What adds to the problem is the bias this builds into the entire process. There is already enough suspicion that exists against foreigners. In addition, there is the entire issue of the lack of familiarity with local issues and local priorities.
This gives rise to a disgruntlement with the management of aid and with locals feeling left out and the managers feeling uncomfortable; the efficacy of such aid reduces significantly.
The foreigner manager has different sets of priorities and an alien understanding of conditions under which the local population understands the need for assistance and this duality of purpose could lead to tension and misunderstanding.
How Aid helps bad governments survive
By far the most stringent criticism of foreign aid has been by way of the evidence that poorly governments in developing countries have managed to survive because of the aid they are able to attract.
These governments have used the aid to push policies in their countries that have been detrimental to the development of markets due to the poor economic and industrial policy environment that has been put in place. Aid has lead to complacency as some constituencies receive enough sops and therefore do not exert pressure on their governments.
Aid gives rise to protectionist measures and the competitive environment that must exist and evolve in developing economies just does not come through.
Therefore poor governance continues to thrive and the dependence on foreign aid becomes perpetual. Krueger (1974) shows how this situation helps rent seekers in developing societies thrive on the poor state of political processes, especially in times of economic distress.
What has also been observed that aid that comes tied to certain conditions, forces structural adjustment programs on countries that are unable to protest.

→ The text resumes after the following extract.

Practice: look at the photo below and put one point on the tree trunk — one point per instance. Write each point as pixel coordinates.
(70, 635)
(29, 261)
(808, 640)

However unwillingly, these countries must undergo painful reforms to satisfy the conditions laid by donors. This has often resulted in large reductions in public investments and in subsidies to the targeted poor. The famous examples where such pressure has caused domestic damage are in the structural adjustments that were forced upon Argentina, Brazil and Mexico.

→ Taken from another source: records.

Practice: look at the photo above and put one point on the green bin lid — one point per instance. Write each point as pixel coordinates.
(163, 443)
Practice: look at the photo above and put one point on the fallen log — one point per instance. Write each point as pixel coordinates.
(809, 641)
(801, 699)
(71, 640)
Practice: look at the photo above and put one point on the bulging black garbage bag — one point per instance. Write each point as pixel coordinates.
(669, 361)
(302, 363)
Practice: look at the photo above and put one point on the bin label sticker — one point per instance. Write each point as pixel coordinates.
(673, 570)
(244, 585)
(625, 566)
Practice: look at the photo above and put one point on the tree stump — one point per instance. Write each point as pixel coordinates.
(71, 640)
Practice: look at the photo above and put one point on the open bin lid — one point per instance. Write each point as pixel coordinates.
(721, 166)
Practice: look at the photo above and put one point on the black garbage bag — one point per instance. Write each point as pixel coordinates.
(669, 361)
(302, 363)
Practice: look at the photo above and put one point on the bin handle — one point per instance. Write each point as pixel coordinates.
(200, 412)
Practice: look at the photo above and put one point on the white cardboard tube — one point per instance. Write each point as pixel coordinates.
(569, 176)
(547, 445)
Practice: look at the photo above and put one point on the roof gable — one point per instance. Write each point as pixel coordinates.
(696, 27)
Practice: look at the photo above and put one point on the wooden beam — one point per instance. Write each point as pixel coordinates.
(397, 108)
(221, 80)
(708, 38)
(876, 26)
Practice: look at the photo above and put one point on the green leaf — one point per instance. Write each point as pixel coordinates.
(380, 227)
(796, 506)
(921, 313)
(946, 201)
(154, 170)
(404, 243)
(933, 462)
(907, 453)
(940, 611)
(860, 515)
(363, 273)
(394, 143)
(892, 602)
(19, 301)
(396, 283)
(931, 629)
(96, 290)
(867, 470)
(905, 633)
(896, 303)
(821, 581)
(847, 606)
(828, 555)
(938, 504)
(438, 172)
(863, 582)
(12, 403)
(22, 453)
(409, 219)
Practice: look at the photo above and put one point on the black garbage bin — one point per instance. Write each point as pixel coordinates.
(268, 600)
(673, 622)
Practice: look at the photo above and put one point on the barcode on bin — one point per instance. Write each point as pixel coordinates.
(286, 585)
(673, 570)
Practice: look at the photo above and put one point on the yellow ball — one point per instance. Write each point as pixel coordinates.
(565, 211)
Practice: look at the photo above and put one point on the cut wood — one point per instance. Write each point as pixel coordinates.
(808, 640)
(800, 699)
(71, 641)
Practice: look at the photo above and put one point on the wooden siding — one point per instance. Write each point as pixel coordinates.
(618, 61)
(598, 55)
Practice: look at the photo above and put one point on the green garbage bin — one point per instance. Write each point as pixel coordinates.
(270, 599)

With pressure on them to reduce fiscal deficits, these countries went in for stringent reform measures leading to high inflation and acute stagnation. Locke (2001) shows the extent to which governments can pressurize other nations to manage policies to restructure economies in a particular fashion.
However it must be pointed out that this debate is not one sided. There are countries like Zambia that have been at the receiving end. With aid increasing annually over the seventies and the eighties, the economic situation in Zambia went form bad to worse. On the other hand is Ghana in the same region.

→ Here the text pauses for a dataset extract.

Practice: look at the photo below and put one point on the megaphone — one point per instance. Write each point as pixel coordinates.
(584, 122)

Here aid helped foster a friendly environment for the domestic policy to correct itself and help the local economy grow. In Zambia, increased aid coincided with poor policy, while in Ghana as aid levels went up, there were marked improvements seen in the fiscal and monetary sectors as also in the external sector with trade policy improving considerably.
Levinsohn and McMillan (2005) argue that aid to Ethiopia actually was pro poor and enabled the country move towards food sufficiency and food security by ensuring that the poor were given access to food supplies. The authors show how households, especially the very poor, benefited when aid went into the provision of wheat in Ethiopia. The paper further argues that the very poor actually benefited the most in this process.